Alfi global distribution conference

L’ère Trump favorable aux fonds européens?



Christopher Christian voit des opportunités pour la collecte de capitaux dans l'Amérique de Trump. (Photo: Marion Dessard)

Christopher Christian voit des opportunités pour la collecte de capitaux dans l'Amérique de Trump. (Photo: Marion Dessard)

Invité à la conférence de l’Alfi, Christopher Christian voit pour le monde de la finance des raisons de se réjouir de l’ère Trump. Il estime en effet que l’accès aux capitaux américains sera facilité pour les asset managers européens.

Pour la deuxième journée de sa conférence annuelle sur la distribution de fonds, l’Association luxembourgeoise des fonds d’investissement avait convié un invité extrêmement attendu. Partner au service financier du cabinet d’avocats américain Dechert, Christopher D. Christian a fait part à l’auditoire de sa vision des possibilités encore offertes à l’industrie des fonds sous l’ère Trump.

Et, étonnamment, l’orateur s’est montré relativement optimiste pour les acteurs européens. Selon lui, le discours protectionniste du président américain vise le commerce et les migrations, mais peut-être pas les mouvements de capitaux. «Nous devrions voir plus de nouvelles règles pour favoriser l’accès aux capitaux sous cette administration que sous la précédente», observe M. Christian.

Il insiste d’ailleurs sur le fait que l’accès aux marchés américains des capitaux devrait être facilité pour les asset managers européens. Une bonne nouvelle dans la mesure où il s’agit du plus important marché au monde avec un poids actuel de 44.000 milliards de dollars d’actifs sous gestion dans des fonds.
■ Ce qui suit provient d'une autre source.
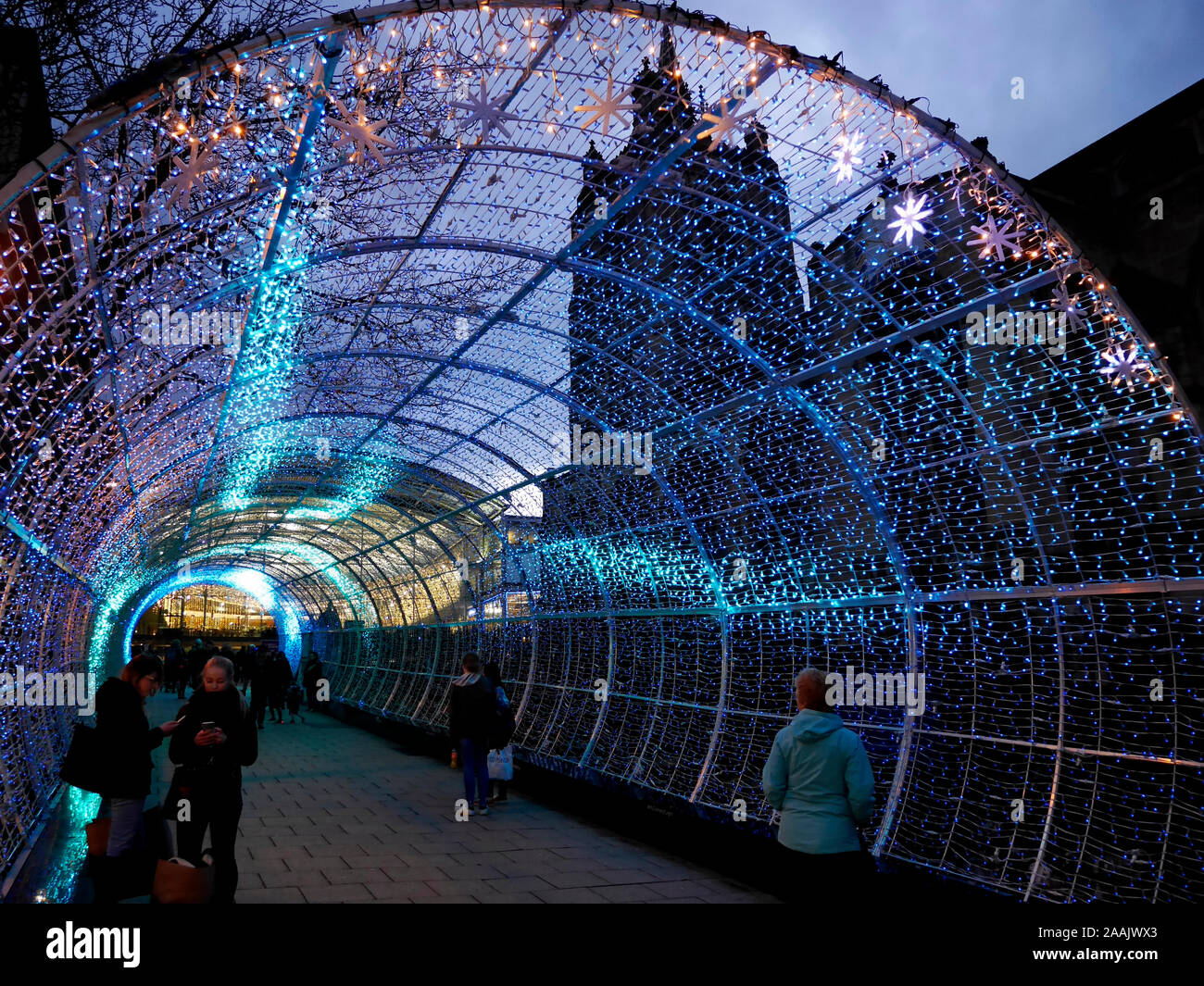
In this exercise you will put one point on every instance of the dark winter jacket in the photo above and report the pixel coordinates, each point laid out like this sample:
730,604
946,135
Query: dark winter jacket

Les 2.500 pages [de la loi Dodd-Frank] ne resteront pas intactes.

Christopher Christian, Dechert

Son optimisme relatif, Christopher Christian va le chercher dans la récente nomination de Jay Clayton, un avocat de Wall Street, à la tête de la Sec, le régulateur américain de la finance. Il pense que celui-ci va s’attaquer aux mesures de l’imposante loi Dodd-Frank, qui vise depuis 2010 à mieux contrôler l’activité du secteur financier. «Les 2.500 pages de cette législation ne resteront pas intactes sous Jay Clayton», lance-t-il.

Il met pourtant des bémols a l’enthousiasme envoyé à la face des asset managers présents ce mercredi au centre des Congrès. Parce que, si le marché américain est le plus important, il est aussi le plus mature et le plus saturé. Il faudra donc veiller à être bien armé pour l’aborder.